En general a los uruguayos nos ha ido mal desde que tenemos el presidente Pompita en ese relevante cargo.
Veo que a nadie le va muy bien a excepción de los agroexportadores que ven subir a niveles inéditos el precio de la soja, la carne, el trigo y la pulpa de celulosa y que no paran de depositar dólares en los paraísos fiscales.
A los demás uruguayos nos va como el culo, a los médicos y al personal de la salud atormentados por la covid, a los jóvenes que no consiguen trabajo, a los viejos a los que se le achican las jubilaciones y pensiones, a los trabajadores que pierden salario real, a las mujeres solas con hijos a su cargo, a los adolescentes, a los pequeños empresarios, a los trabajadores informales, a los de la cultura, a los investigadores científicos, a los docentes y maestros. A todos como reverendo culo.
Pero perdón a todos no. Hay una diseñadora de jardines que le va de maravilla, vive en un castillo en el Prado, tiene la comida, las tarifas, el servicio doméstico, la niñera, el mayordomo y el veterinario de las mascotas los siete días de la semana y las 24 horas del día. Auto con chofer en domicilio, nafta a discreción y personal trainer. Todo pagado por el presupuesto del Estado.
Acostumbrada a bailar con el Ratón Mickey fue inducida por el roedor para que viajara a Dubái a dar unos sofisticados pasos de baile con ropa de odalisca. Pero no aceptó, bailó vestida de blanco con una larga toga broderie acanalado y un turbante blanco sobre los hombros, inaugurando un pabellón de Uruguay que, por lo que sabemos, aún no ha sido visitado por nadie.
El pasaje de primera clase, obviamente lo pagó el Estado aunque ella, inicialmente lo negó, recomendándonos “dormir tranquilos”. Primero dijo que habían sido los Emiratos Arabes los que habían sufragado ese viaje. Al final, el gobierno aceptó que como siempre fue Mickey quién muy disimuladamente puso el huevo.
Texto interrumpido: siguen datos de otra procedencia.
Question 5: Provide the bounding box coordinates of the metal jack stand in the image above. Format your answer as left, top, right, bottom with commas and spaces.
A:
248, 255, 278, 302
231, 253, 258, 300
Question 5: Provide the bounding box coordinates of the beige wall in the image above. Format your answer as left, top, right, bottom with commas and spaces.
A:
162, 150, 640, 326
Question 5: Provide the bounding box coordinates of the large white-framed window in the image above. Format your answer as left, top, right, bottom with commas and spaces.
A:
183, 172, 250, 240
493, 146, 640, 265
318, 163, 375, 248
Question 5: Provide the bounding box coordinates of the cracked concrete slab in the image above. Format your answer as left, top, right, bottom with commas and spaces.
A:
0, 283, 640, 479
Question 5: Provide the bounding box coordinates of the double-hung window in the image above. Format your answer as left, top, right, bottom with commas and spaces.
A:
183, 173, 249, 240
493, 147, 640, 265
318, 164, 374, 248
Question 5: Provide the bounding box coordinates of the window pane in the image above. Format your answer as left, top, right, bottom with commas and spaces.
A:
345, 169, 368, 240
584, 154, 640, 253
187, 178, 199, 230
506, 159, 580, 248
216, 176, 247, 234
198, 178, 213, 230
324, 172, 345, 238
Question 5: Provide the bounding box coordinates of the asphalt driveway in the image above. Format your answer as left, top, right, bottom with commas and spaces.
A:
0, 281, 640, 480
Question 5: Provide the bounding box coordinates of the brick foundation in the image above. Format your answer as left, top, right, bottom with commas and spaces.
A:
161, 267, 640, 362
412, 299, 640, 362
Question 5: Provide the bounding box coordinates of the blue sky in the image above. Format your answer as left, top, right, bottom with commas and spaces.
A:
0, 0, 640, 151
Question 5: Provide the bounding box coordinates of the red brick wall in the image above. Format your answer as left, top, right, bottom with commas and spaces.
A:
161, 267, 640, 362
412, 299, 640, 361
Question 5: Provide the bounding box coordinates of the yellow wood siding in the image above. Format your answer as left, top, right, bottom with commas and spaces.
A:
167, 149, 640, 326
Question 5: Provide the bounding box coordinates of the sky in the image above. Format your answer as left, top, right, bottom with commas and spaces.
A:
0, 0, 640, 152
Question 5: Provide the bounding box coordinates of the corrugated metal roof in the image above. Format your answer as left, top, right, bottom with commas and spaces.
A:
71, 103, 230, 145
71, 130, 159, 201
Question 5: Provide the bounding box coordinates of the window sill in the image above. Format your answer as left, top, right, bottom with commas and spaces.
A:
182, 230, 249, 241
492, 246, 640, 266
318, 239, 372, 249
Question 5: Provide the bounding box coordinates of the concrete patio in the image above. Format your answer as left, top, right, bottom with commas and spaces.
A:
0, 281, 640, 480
11.000 dólares costó la farra porque el gobierno ha reconocido la mentirita de la primera dama. Al final solo fue un desliz que no hace daño a nadie. Peor fue su esposo que disfrazado de Papá Noel fue a visitar a las tropas en el Congo y en vez de regalos navideños, algún boludo de la comitiva les llevó la covid al campamento.